Nicola Schiavone poi parla dell’appalto a Casal di Principe. Ferraro non può parteciparvi perché nel 2006 ha già incrociato già le prime difficoltà con le interdittive antimafia. La gara va deserta per tre volte in attesa che Ferraro porti il nome che lo deve rappresentare in tutto e per tutto. Questa situazione di imbarazzo e difficoltà si inseriscono i fratelli Sergio e Michele Orsi e fanno male ad inserirsi, fanno male a chiedere al Comune i documenti della gara perché dalle porose mura del palazzo di Città, Nicola Schiavone apprende dei movimenti del rivale, del maggiore concorrente di Nicola Ferraro. E così decide di risolvere la questione a modo suo. Insieme a Mimmo Letizia si reca a casa di Sergio Orsi e gli assesta due solenni ceffoni, invitandolo a non permettersi mai più di consumare un affronto del genere al clan.

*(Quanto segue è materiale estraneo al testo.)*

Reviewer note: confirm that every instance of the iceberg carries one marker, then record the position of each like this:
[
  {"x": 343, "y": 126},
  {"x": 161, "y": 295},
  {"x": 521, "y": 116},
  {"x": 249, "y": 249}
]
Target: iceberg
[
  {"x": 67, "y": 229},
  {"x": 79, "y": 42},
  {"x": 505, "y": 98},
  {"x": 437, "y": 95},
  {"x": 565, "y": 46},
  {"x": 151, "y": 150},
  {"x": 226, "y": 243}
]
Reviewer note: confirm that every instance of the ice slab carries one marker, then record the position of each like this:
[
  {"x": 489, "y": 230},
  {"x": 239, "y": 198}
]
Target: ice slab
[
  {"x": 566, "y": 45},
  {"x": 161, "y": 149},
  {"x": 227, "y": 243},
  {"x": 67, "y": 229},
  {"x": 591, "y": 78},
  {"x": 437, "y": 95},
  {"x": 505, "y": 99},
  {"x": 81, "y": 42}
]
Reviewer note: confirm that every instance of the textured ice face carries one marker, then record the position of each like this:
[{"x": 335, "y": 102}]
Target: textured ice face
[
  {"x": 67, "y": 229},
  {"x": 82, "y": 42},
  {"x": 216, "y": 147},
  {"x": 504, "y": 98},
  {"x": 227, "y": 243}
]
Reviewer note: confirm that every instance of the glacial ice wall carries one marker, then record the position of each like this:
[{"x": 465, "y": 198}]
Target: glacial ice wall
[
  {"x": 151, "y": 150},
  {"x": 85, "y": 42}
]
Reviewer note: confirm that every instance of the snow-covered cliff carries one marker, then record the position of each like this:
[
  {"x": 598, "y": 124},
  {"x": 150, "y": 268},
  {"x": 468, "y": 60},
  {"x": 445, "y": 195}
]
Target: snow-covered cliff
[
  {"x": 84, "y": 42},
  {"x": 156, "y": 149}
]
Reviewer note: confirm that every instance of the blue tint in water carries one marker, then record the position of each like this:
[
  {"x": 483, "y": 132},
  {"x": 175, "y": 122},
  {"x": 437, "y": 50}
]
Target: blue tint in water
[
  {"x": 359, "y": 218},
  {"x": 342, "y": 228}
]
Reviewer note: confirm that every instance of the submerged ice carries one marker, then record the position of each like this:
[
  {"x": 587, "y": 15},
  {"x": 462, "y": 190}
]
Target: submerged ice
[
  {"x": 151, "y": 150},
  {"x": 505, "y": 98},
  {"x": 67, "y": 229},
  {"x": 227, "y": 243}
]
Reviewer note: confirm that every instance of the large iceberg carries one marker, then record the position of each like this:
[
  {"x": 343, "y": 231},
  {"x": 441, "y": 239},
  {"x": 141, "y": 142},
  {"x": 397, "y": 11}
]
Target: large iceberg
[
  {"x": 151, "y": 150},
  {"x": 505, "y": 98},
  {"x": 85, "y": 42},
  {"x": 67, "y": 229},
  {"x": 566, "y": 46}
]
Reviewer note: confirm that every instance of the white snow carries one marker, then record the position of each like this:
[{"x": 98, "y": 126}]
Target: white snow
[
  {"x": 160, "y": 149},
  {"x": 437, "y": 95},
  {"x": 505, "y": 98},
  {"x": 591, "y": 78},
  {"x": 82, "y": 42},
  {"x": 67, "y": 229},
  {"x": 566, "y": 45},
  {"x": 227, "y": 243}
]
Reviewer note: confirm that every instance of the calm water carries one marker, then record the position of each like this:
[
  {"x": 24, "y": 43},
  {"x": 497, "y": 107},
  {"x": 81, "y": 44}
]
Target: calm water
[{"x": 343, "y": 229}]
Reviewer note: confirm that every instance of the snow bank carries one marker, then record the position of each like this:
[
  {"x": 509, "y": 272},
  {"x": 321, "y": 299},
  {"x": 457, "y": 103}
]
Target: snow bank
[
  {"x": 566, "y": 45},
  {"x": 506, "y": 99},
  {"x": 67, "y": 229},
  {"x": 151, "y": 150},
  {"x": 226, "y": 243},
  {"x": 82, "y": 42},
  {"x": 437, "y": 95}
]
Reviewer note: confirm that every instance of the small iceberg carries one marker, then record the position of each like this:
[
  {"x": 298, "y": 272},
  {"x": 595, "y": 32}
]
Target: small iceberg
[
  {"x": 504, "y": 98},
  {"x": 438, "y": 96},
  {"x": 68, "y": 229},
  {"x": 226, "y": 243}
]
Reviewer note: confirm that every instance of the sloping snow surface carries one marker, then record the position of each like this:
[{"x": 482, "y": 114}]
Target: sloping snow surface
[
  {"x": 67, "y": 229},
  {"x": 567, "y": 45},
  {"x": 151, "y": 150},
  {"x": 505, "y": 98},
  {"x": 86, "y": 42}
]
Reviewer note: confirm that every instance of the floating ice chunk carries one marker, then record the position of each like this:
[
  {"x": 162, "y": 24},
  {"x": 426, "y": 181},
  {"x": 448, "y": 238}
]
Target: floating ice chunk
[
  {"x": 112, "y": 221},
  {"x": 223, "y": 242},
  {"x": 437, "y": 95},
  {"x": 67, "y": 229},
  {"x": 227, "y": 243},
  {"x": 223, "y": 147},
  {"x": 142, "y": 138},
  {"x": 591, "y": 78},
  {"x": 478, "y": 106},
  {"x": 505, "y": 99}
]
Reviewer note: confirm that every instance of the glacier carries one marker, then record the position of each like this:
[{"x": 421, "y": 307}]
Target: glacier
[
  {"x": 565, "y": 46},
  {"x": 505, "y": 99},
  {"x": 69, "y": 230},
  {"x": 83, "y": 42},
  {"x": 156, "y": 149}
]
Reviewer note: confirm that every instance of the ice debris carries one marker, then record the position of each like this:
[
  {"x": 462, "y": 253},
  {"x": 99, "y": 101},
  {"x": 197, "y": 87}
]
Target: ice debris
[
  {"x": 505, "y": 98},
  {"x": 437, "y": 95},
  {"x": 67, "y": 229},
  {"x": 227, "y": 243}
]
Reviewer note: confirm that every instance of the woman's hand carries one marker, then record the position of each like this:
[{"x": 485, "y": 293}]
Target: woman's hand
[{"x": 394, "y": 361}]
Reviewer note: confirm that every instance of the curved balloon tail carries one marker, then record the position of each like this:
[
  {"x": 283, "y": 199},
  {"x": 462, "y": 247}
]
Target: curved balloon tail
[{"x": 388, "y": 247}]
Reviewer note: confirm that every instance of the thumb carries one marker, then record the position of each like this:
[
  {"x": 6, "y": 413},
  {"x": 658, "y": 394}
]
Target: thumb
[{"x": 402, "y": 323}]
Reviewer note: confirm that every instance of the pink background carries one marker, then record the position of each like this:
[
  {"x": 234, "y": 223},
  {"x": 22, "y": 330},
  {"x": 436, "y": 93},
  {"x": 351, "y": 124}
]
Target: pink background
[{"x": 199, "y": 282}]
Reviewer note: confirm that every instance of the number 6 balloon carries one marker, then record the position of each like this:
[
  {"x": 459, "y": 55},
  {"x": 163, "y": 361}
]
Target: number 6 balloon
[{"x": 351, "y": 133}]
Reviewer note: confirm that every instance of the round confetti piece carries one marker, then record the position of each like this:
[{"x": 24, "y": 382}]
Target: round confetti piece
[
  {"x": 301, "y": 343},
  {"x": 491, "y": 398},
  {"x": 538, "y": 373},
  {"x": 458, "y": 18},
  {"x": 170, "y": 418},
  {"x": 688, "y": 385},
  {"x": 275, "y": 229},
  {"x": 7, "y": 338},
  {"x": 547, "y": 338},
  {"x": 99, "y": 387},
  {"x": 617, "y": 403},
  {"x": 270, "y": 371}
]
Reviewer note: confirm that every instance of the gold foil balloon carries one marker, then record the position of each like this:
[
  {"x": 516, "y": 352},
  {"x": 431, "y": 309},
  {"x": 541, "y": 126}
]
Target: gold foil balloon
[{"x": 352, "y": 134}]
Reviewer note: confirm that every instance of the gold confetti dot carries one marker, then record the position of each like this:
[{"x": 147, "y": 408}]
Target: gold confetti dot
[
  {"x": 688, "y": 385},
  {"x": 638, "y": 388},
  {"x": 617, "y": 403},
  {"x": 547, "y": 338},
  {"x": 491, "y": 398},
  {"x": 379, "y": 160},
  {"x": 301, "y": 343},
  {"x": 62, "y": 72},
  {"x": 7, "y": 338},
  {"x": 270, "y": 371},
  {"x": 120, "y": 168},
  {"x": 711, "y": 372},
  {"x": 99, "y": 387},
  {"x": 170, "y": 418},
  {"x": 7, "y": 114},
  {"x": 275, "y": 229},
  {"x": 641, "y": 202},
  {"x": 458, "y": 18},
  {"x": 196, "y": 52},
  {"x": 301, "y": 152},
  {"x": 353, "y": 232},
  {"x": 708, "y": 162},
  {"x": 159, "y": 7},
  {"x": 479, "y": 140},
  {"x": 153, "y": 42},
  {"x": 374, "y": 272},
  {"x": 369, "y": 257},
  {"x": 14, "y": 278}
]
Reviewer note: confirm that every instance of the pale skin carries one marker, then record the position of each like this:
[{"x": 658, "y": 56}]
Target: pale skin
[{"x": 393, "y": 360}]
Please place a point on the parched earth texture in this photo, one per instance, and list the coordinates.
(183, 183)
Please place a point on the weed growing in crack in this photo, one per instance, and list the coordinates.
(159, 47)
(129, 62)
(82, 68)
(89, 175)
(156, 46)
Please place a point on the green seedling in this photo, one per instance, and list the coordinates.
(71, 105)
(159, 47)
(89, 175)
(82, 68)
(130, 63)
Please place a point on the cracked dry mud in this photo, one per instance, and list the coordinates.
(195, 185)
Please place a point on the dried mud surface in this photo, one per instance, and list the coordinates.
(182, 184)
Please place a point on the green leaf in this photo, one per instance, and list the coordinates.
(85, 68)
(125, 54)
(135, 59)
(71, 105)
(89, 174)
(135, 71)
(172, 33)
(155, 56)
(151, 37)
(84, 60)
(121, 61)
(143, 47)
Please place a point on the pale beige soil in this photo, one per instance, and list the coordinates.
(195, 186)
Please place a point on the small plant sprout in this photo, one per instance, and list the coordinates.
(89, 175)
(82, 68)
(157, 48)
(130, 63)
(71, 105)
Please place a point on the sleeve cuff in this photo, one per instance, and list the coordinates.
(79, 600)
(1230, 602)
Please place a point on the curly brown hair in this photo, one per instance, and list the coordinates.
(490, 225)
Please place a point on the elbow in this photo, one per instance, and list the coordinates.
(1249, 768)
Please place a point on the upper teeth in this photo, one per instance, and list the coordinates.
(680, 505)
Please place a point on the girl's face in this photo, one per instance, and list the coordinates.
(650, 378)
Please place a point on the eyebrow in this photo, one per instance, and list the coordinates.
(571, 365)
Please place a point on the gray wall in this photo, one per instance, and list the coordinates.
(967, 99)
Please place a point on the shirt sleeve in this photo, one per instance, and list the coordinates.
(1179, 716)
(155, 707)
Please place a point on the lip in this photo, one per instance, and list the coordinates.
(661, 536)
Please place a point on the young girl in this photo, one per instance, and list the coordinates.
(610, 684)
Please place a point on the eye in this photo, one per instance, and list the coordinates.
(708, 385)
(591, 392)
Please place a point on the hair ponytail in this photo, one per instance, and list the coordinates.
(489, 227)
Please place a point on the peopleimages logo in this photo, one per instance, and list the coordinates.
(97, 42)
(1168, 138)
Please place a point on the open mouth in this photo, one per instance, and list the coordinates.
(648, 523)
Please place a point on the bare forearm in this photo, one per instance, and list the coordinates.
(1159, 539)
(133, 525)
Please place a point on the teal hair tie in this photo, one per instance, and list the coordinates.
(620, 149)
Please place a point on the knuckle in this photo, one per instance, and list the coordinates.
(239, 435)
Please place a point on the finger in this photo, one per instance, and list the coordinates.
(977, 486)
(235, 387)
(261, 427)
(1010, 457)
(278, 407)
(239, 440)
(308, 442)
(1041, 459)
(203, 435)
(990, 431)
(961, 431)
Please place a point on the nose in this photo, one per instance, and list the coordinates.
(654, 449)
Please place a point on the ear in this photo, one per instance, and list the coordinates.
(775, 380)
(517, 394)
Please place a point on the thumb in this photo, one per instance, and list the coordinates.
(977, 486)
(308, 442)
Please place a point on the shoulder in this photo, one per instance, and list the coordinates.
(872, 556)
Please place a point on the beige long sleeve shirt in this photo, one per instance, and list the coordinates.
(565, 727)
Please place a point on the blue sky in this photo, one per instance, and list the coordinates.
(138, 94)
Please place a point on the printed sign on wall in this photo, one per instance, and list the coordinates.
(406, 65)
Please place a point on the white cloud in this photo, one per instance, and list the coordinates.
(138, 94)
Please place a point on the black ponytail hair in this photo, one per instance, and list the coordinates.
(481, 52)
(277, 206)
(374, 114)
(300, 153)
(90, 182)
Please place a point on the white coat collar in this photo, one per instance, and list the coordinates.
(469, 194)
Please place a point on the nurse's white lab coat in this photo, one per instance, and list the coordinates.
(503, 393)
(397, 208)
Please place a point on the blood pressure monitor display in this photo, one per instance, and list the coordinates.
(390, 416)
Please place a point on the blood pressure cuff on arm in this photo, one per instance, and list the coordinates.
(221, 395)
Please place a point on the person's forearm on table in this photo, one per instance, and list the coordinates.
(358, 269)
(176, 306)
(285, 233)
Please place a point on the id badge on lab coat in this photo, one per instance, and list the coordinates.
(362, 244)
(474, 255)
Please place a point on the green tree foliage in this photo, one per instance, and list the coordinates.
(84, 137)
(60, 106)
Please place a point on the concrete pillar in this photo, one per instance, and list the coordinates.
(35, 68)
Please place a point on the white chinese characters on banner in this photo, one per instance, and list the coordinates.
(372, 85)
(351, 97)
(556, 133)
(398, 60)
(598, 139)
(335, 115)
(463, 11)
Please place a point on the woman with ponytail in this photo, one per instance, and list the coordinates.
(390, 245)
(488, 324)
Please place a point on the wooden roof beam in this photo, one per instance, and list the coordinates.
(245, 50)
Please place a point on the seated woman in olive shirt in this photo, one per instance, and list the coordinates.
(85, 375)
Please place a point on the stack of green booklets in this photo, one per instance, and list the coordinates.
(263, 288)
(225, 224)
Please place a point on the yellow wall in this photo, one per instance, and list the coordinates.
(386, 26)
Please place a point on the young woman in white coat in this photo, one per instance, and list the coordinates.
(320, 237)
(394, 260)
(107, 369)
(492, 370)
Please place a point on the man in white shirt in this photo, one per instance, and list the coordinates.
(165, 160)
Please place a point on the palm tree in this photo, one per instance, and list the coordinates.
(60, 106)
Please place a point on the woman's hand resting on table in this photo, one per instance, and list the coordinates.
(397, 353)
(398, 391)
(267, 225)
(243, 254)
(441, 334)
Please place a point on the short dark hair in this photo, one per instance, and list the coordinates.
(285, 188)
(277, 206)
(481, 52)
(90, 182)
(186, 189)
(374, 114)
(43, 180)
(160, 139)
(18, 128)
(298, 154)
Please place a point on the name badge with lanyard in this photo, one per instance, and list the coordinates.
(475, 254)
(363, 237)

Il resto è scenografia. Nicola Schiavone dice che la sua famiglia è stata sempre contraria alle discariche dei rifiuti tossici, all’interramento degli scarti industriali provenienti dal Nord, perché in lui e nella sua famiglia era chiara l’entità del pericolo per la salute delle genti locali. Schiavone non nomina mai i Bidognetti ma è chiaro che la stilettata è rivolta proprio all’altro gruppo storico della galassia casalese e invece sui rifiuti tossici e sul traffico Nord-Sud e gli stessi ha costruito il suo business principale come ha raccontato in maniera molto chiara e precisa il collaboratore di giustizia Gaetano Vassallo, titolare a Giugliano della seconda mega discarica, prospiciente alla Resit, sotto il controllo del gruppo Bidognetti.

Conclusione: Nicola Schiavone afferma che nessuna cosa riguardante il mondo dei rifiuti per quanto riguardava la questione gare poteva accadere senza che la Cupola, questa sorta di commissione formata da lui, da Nicola Panaro, da Antonio Iovine e Michele Zagaria, sapessero e decidessero. Su ogni appalto dei rifiuti il clan incassava mensilmente una percentuale fissa e concordata a titolo di tangente.